Christian Weymayr: Vergesst Fleisch!
Immer mehr Menschen verzichten zumindest zeitweilig auf Fleisch. Sie sind Veganer, Vegetarier oder Flexitarier. Grund dafür ist meistens nicht, dass das Fleisch nicht schmecken würde. Den Appetit verderben quälerische Massentierhaltung und drohende Klimakatastrophe. An beidem ist regelmäßiger Fleischkonsum maßgeblich beteiligt.
„Alternatives Fleisch ist alternativlos“, schreibt Christian Weymayr in seinem glasklar auf den Punkt verfassten Büchlein „Vergesst Fleisch!“. Es geht nicht um Biofleisch, sondern um Fleischersatz. Der erlebt seit Jahren einen großen Aufschwung, und das aus gutem Grund: „Weil Fleisch aus Pflanzen gut ist für die Tiere, gut für die Umwelt und gut für die Menschen.“
Das Buch ist an einem Abend ausgelesen. Es konzentriert sich auf die wirtschaftliche Erfolgsgeschichte, die das Phänomen Fleischersatz bereits hinter und dank weiterer Entwicklungen wie dem Laborfleisch vermutlich auch noch vor sich hat. Als roter Faden dient die Geschichte von Godo Röben, der als Geschäftsführer Forschung & Entwicklung seit 2013 viele Produkte der Wurstfirma Rügenwalder Mühle auf „fleischlos“ umstellen konnte.
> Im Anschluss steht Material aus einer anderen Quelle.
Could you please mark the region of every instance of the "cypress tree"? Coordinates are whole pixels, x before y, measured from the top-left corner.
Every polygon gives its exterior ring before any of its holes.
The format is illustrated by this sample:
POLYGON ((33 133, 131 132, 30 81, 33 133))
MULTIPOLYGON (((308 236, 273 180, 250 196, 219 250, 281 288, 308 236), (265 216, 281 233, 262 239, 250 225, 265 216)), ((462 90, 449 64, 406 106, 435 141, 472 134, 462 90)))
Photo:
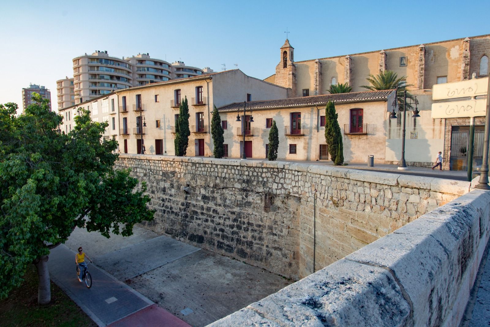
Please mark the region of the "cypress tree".
POLYGON ((325 108, 325 141, 328 146, 330 158, 337 165, 343 163, 342 132, 337 120, 338 116, 334 103, 329 102, 325 108))
POLYGON ((189 129, 189 106, 187 104, 187 97, 180 102, 179 108, 179 117, 175 124, 175 139, 173 144, 175 147, 175 155, 183 156, 187 152, 187 145, 189 144, 189 136, 191 131, 189 129))
POLYGON ((267 159, 271 161, 277 158, 277 149, 279 148, 279 131, 275 124, 275 120, 272 121, 272 126, 269 132, 269 150, 267 153, 267 159))
POLYGON ((221 126, 221 117, 218 111, 218 108, 214 106, 213 109, 213 118, 211 119, 211 135, 213 136, 213 144, 214 149, 213 154, 215 158, 223 158, 224 151, 223 149, 223 143, 224 142, 224 137, 223 137, 223 127, 221 126))

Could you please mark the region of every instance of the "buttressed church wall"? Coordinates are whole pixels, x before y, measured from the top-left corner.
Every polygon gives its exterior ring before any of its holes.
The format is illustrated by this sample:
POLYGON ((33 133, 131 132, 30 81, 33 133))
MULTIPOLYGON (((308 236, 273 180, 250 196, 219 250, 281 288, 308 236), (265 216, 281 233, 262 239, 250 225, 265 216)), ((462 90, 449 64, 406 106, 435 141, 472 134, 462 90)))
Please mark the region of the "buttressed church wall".
POLYGON ((146 228, 296 279, 469 189, 279 162, 125 154, 117 167, 147 183, 156 213, 146 228))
Dieser Kniff macht aus dem eher trockenen, zahlenlastigen Thema einen spannenden Lesestoff.
„Bald wird für die Ernährung der Menschheit kein Tier mehr sterben müssen.“ Davon ist Weymayr überzeugt. Und was noch besser ist: Es gelingt ihm, auch uns Lesende davon zu überzeugen.
(Christian Weymayr ist Mitglied der RiffReporter.)
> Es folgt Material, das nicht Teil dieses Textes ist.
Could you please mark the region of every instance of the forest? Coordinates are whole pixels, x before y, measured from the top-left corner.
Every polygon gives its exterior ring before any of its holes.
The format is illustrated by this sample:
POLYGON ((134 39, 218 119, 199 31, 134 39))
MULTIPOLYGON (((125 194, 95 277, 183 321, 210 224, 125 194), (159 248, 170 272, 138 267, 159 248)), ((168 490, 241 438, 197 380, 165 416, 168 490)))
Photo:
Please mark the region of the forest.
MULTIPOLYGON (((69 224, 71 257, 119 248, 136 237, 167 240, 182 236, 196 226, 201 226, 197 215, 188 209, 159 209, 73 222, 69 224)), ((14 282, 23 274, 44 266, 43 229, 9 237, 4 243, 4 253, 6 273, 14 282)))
Martin Rücker: Ihr macht uns krank
Um Ernährung geht es auch in Martin Rückers Buch „Ihr macht uns krank“. Der Autor nähert sich dem Thema aber von einer völlig anderen Seite: Es geht um Missstände und Fehlentwicklungen eines zunehmend aus dem Ruder laufenden und nur am Gewinn orientierten Industriezweigs, die letztlich unser Wohlergehen bedrohen. Der Untertitel bringt es auf den Punkt: „Die fatalen Folgen deutscher Ernährungspolitik und die Macht der Lebensmittellobby.“ Das ist ein sehr wichtiges Thema. Und es ist in diesem bestens informierten und hintergründig aufbereiteten Werk gut aufgehoben.
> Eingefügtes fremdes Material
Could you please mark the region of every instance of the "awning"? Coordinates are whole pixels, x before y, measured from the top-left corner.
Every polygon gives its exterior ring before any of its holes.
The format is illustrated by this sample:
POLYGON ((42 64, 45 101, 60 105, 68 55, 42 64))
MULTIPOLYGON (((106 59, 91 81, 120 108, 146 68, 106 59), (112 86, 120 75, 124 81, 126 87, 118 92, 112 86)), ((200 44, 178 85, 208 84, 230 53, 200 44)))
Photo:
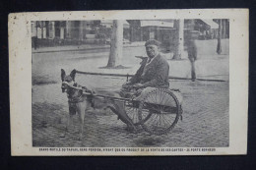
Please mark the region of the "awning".
POLYGON ((219 28, 219 25, 213 20, 202 20, 205 24, 211 27, 211 28, 219 28))
MULTIPOLYGON (((100 24, 102 26, 105 26, 106 28, 111 28, 113 26, 113 21, 112 20, 101 20, 100 24)), ((123 27, 124 28, 129 28, 130 24, 126 22, 126 20, 123 21, 123 27)))
POLYGON ((141 21, 141 27, 149 27, 149 26, 156 26, 156 27, 161 27, 161 28, 173 28, 173 22, 162 22, 162 21, 157 21, 157 20, 142 20, 141 21))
Das Buch stammt zwar aus dem Jahr 2022, nur leider hat es bisher wenig bewirkt, sodass es heute aktueller ist denn je. Erinnern könnte ich hier an meinen Newsletter aus dem Frühjahr, als ich mich über den Widerstand gegen die sehr gute Idee des Landwirtschaftsministers Cem Özdemir aufregte, „an Kinder gerichtete Werbung für Lebensmittel mit zu viel Zucker, Salz oder Fett künftig nicht mehr zu erlauben“.
Rücker kennt sich mit der Materie aus. Er ist investigativer Journalist und zeichnete als Presse-Chef bei foodwatch für einige spektakuläre Kampagnen verantwortlich, die der Lebensmittelindustrie sicher nicht gefallen haben. „Ernährungspolitik muss sich von ihren Lobbyfesseln“ befreien, fordert der Autor. Das heißt aber auch, dass diejenigen, die Politikerïnnen wählen, sich informieren sollten. Und genau das gelingt mit diesem gut geschriebenen, sorgfältig recherchierten und streckenweise atemberaubenden Buch.